2. Full disclosure – Embrace constant and upfront disclosure of all aspects of the customer relationship. Reveal shipping charges immediately rather than waiting until after the user has placed an order. You may cheat a few people into ordering by hiding the shipping costs, but many more will abandon the site at an early stage of the process for that reason alone. And those users who do get cheated will be suckers only once.

Anytime you have a need for capturing a user’s email address, it is necessary to provide full disclosure of what the address will be used for. It is also necessary to give users the ability to control how many emails they will be getting. For example, it should be possible for a user to place an order and be assured that the only email he or she will receive would be clarifications or confirmations of the order.

3. Consistently good content – If a site has product photos, it should have good shots of all the products. Haphazard, random content signals a brittle service.

4. Reach out – Connect your site to the rest of the Web with links in and out and become a recognized expert in your field.

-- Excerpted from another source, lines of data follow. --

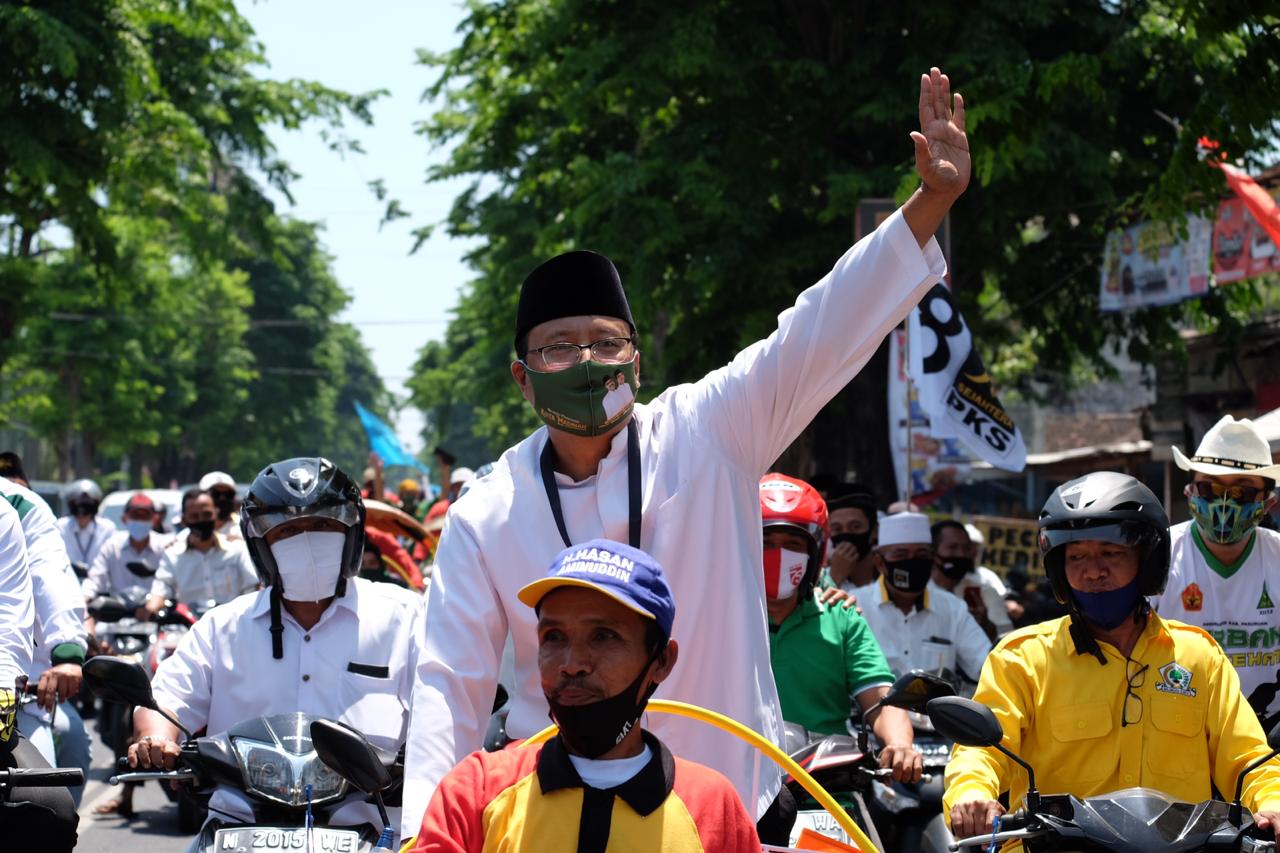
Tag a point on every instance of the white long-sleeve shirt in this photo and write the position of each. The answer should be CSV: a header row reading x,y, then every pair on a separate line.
x,y
83,543
703,450
58,600
17,611
355,665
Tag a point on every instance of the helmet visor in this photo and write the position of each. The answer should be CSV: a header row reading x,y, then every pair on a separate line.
x,y
259,524
1125,534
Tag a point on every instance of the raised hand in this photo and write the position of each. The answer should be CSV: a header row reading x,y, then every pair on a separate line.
x,y
941,145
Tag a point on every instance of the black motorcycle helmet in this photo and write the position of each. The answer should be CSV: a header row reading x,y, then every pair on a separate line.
x,y
1110,507
297,488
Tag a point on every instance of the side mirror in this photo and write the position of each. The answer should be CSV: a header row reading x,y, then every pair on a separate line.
x,y
140,569
106,609
347,753
915,689
119,680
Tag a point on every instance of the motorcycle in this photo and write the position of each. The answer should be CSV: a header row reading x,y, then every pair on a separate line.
x,y
272,760
1138,820
849,770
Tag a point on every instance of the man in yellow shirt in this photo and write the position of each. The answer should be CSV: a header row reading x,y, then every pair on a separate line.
x,y
1110,696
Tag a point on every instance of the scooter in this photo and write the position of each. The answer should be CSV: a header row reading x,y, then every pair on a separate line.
x,y
849,770
272,760
1134,820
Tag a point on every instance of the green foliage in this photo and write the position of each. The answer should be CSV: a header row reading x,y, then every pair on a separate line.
x,y
717,151
141,263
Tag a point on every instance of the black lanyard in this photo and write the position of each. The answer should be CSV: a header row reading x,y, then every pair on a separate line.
x,y
632,486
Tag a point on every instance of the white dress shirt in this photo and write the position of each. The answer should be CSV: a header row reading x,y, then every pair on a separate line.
x,y
196,578
937,633
223,671
109,575
704,447
59,605
17,611
83,543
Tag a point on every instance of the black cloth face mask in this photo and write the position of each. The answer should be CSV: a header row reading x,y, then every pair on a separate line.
x,y
201,529
862,542
909,575
595,728
956,568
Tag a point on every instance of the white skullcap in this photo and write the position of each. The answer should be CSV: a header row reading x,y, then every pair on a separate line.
x,y
905,528
214,479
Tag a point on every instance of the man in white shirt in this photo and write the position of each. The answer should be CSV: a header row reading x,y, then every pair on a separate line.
x,y
138,544
676,478
85,532
1224,571
978,587
222,488
318,639
202,568
44,813
60,638
918,624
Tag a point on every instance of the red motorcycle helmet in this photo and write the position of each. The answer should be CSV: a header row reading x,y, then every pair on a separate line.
x,y
795,506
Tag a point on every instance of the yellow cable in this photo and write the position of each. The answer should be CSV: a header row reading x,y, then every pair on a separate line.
x,y
759,742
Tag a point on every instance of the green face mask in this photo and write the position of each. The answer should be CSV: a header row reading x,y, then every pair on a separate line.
x,y
589,398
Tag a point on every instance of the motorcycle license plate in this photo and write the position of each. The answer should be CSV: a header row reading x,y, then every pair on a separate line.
x,y
286,838
819,822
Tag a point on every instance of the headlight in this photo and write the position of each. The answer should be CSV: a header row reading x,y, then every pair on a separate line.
x,y
282,778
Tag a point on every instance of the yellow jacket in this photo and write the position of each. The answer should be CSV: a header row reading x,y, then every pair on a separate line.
x,y
1061,712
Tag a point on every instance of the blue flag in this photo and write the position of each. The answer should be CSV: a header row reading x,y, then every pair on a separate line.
x,y
383,441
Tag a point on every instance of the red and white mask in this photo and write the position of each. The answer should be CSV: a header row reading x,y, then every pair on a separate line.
x,y
784,573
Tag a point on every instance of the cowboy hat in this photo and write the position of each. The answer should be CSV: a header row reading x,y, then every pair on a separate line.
x,y
1232,447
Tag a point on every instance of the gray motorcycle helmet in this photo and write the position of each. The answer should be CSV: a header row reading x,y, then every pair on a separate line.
x,y
1110,507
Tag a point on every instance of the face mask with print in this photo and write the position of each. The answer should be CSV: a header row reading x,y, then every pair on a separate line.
x,y
309,564
784,573
586,398
1224,520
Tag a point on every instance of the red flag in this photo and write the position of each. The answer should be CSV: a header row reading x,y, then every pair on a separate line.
x,y
1257,201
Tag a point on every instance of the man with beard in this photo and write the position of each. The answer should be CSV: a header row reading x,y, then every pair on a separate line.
x,y
676,477
604,615
1224,571
918,624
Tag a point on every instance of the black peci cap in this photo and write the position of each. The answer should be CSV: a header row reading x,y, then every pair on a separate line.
x,y
570,284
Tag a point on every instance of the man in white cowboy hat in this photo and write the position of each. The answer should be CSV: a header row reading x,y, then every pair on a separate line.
x,y
1224,570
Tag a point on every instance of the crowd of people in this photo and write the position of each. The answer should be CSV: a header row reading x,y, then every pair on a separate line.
x,y
629,550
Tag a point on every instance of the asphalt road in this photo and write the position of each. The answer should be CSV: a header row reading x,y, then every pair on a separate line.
x,y
154,830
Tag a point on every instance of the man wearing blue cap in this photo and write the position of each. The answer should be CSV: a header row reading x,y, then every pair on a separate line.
x,y
676,475
604,616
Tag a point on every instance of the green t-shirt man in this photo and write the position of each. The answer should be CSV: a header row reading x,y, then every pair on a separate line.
x,y
823,657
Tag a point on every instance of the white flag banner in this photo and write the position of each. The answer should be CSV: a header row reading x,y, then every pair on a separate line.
x,y
954,387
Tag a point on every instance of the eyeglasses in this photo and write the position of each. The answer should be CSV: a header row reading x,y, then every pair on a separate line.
x,y
558,356
1136,683
1210,489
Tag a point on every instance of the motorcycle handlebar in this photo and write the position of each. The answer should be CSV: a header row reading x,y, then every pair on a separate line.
x,y
146,775
41,776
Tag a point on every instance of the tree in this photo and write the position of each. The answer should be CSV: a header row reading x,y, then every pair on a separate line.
x,y
717,153
135,238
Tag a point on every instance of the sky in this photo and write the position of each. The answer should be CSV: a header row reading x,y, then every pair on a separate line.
x,y
398,301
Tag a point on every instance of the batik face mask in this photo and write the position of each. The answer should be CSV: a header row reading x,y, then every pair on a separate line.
x,y
588,398
1225,520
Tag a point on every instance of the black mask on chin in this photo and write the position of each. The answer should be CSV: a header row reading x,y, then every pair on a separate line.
x,y
595,728
909,575
862,542
956,568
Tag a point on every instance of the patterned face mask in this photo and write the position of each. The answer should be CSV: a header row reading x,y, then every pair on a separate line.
x,y
1224,520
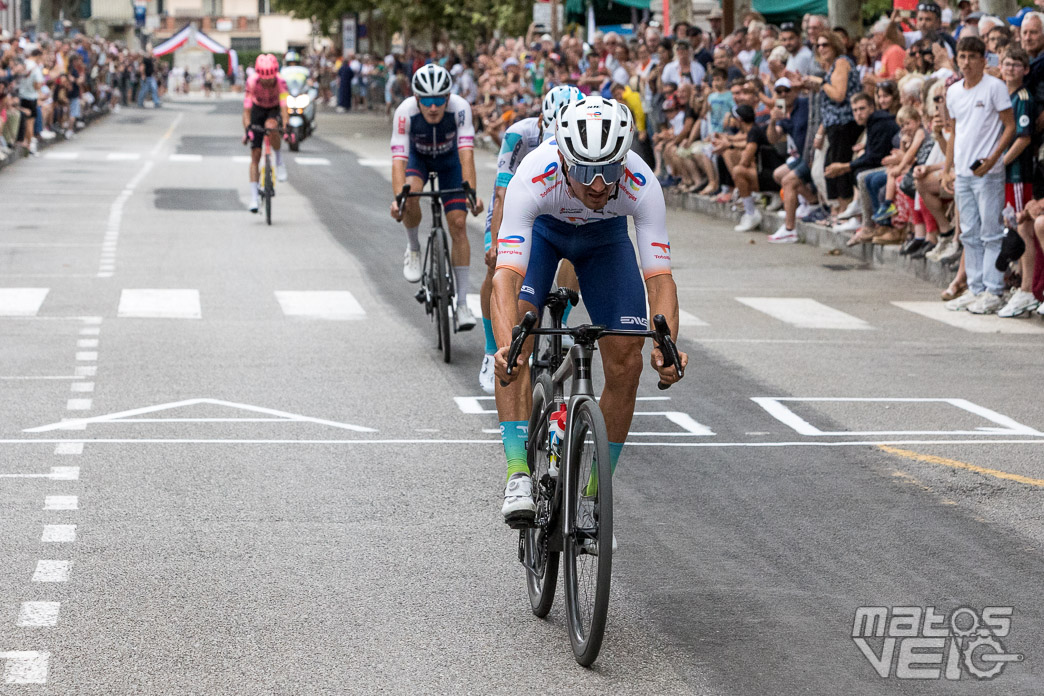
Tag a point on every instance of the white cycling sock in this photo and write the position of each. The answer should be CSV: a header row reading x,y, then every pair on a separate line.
x,y
460,272
412,235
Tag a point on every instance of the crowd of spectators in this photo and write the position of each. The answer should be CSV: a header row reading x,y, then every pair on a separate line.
x,y
48,87
924,133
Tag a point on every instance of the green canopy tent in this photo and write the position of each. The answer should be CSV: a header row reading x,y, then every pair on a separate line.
x,y
789,10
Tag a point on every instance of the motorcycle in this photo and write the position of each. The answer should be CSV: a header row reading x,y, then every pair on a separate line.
x,y
301,104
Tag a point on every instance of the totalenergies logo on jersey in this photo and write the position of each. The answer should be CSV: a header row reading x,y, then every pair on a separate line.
x,y
511,244
549,175
636,182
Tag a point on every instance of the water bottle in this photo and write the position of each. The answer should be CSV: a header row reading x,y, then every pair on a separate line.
x,y
556,430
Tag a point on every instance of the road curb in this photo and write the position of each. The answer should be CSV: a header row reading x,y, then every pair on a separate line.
x,y
876,256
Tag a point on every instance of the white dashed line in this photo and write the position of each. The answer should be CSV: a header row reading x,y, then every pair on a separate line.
x,y
52,571
39,615
62,503
58,533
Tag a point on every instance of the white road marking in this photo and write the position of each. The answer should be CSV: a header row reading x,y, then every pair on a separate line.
x,y
25,667
21,302
776,408
321,304
805,313
66,473
126,416
51,571
687,319
39,615
58,533
160,304
977,324
61,503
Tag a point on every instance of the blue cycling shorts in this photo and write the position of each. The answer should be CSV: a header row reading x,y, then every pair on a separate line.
x,y
606,266
450,176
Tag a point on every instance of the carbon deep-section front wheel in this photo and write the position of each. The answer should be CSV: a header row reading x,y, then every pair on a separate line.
x,y
589,547
444,294
540,560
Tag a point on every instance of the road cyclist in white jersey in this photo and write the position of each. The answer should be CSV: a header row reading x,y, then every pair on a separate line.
x,y
571,198
520,139
432,132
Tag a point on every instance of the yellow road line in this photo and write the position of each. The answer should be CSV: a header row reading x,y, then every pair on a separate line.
x,y
953,463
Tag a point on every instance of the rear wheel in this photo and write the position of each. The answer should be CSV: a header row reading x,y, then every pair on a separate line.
x,y
541,562
444,295
589,548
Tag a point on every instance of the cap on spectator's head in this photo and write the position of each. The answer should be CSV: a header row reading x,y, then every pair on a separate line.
x,y
744,113
1021,15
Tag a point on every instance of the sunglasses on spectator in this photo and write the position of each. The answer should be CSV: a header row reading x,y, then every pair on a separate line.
x,y
586,173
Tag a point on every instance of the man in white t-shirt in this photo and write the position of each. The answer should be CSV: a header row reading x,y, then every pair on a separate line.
x,y
980,111
683,68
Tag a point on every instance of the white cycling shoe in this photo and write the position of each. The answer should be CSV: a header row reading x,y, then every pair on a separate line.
x,y
519,508
485,375
411,266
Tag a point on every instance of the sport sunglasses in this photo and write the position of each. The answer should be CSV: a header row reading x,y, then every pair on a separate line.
x,y
586,173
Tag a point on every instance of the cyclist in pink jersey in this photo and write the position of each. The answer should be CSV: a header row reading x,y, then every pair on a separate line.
x,y
264,109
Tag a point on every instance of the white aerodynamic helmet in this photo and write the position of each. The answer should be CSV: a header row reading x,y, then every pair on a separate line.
x,y
431,80
553,100
594,132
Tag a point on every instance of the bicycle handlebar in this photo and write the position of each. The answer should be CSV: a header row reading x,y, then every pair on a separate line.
x,y
588,334
407,193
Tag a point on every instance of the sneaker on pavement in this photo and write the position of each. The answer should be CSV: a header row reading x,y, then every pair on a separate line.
x,y
963,302
855,208
987,304
411,266
749,222
850,224
1021,303
485,375
466,320
519,509
783,236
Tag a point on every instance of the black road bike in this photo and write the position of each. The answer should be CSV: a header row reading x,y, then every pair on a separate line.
x,y
572,480
436,279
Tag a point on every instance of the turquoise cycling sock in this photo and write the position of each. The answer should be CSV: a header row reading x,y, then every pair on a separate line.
x,y
491,342
565,315
514,435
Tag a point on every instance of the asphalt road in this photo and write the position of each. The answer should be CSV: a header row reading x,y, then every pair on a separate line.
x,y
205,493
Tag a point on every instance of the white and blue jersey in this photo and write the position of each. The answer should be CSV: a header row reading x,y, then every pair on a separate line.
x,y
519,140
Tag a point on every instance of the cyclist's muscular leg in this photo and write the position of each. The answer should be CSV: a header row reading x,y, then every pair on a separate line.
x,y
621,361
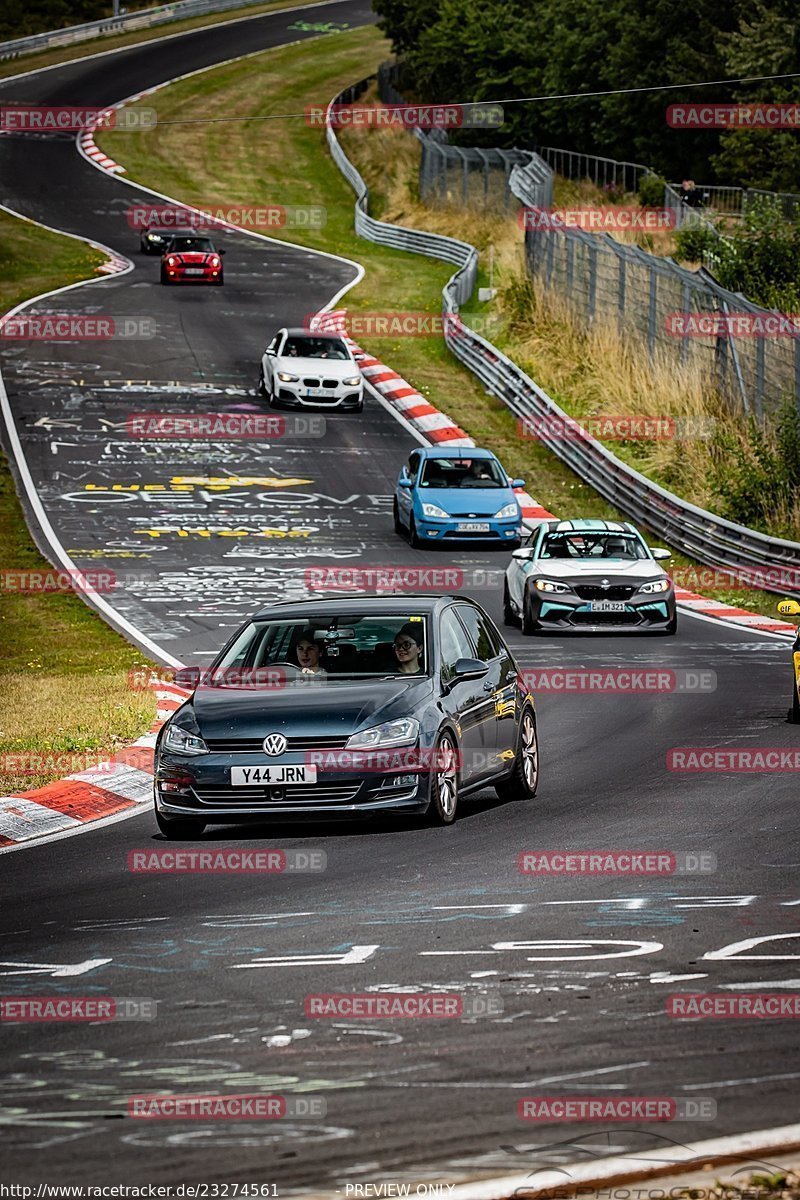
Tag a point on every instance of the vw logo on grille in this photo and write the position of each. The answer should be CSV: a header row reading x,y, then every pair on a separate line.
x,y
275,744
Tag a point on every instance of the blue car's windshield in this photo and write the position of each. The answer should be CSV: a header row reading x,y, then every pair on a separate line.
x,y
462,473
319,649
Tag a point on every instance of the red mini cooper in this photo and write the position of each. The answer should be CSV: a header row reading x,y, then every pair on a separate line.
x,y
192,259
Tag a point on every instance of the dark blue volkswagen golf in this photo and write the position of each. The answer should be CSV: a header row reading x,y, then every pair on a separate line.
x,y
348,707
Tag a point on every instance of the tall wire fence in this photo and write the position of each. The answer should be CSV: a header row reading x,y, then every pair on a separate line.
x,y
750,353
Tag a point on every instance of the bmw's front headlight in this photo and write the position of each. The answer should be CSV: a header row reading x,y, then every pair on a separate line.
x,y
551,586
180,741
507,510
403,732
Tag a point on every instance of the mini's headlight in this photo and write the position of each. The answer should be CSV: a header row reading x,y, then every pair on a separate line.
x,y
180,741
402,732
507,510
551,586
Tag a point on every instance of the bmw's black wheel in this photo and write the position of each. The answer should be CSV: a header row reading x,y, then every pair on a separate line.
x,y
179,828
509,615
444,784
523,780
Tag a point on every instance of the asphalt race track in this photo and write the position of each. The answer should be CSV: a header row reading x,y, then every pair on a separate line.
x,y
230,958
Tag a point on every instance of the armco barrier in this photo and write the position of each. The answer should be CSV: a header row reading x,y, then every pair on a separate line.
x,y
708,538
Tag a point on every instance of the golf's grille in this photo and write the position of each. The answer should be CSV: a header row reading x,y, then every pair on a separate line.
x,y
281,797
256,745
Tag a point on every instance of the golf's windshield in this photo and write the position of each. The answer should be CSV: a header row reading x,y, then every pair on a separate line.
x,y
603,544
462,473
275,653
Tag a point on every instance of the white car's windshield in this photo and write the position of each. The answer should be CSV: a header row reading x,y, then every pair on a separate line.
x,y
314,348
593,545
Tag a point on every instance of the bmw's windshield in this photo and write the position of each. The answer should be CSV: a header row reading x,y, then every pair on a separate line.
x,y
462,473
605,544
323,649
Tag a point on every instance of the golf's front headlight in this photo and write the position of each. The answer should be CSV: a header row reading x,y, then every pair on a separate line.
x,y
180,741
507,510
402,732
551,586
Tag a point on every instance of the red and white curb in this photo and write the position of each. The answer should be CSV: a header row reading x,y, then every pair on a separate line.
x,y
102,791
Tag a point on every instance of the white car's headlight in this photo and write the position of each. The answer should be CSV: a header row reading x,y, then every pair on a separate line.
x,y
180,741
403,732
551,586
433,510
507,510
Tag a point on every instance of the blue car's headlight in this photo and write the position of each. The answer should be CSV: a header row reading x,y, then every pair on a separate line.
x,y
507,510
403,732
180,741
655,586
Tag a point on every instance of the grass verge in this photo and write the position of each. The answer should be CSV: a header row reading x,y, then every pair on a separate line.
x,y
98,45
62,671
191,161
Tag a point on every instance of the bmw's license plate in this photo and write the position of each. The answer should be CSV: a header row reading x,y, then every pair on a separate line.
x,y
283,777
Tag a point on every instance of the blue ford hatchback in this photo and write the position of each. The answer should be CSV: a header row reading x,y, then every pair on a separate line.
x,y
459,492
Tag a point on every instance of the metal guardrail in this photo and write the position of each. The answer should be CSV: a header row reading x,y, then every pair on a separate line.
x,y
701,534
132,21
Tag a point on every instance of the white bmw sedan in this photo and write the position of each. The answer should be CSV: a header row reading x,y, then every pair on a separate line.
x,y
302,369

Not being afraid to link to other sites is a sign of confidence, and promotional information via third-party sites is much more credible than anything you can say yourself. Isolated sites feel like they have something to hide.

Some matters of online trust are deceptively simple: to users, fast servers are trustworthy servers. Negligible download times mean you know what you’re doing, while slow servers fuel a user’s suspicion – however ungrounded – that your site could break down at any time.

Trust is essential for building long-term customer relationships, and deep trust comes from behaving honestly through many subsequent encounters with the customer. But you are never going to get the chance to satisfy the customer even once unless your site oozes credibility and trustworthiness from the very first click.

The outcome? As you are able to see in this infographic, the greatest entrepreneurs are usually those who have prior work experience in their discipline, developing important real-world know-how and expertise for a decade or longer, and understand all about the best way to finance their endeavors.

Other characteristics appear slightly more evident: you must be open-minded, flexible and ready to react in a split second. You have to be friendly, you do not require IQ in the way it is generally assessed, but what you must have is the capability to identify patterns.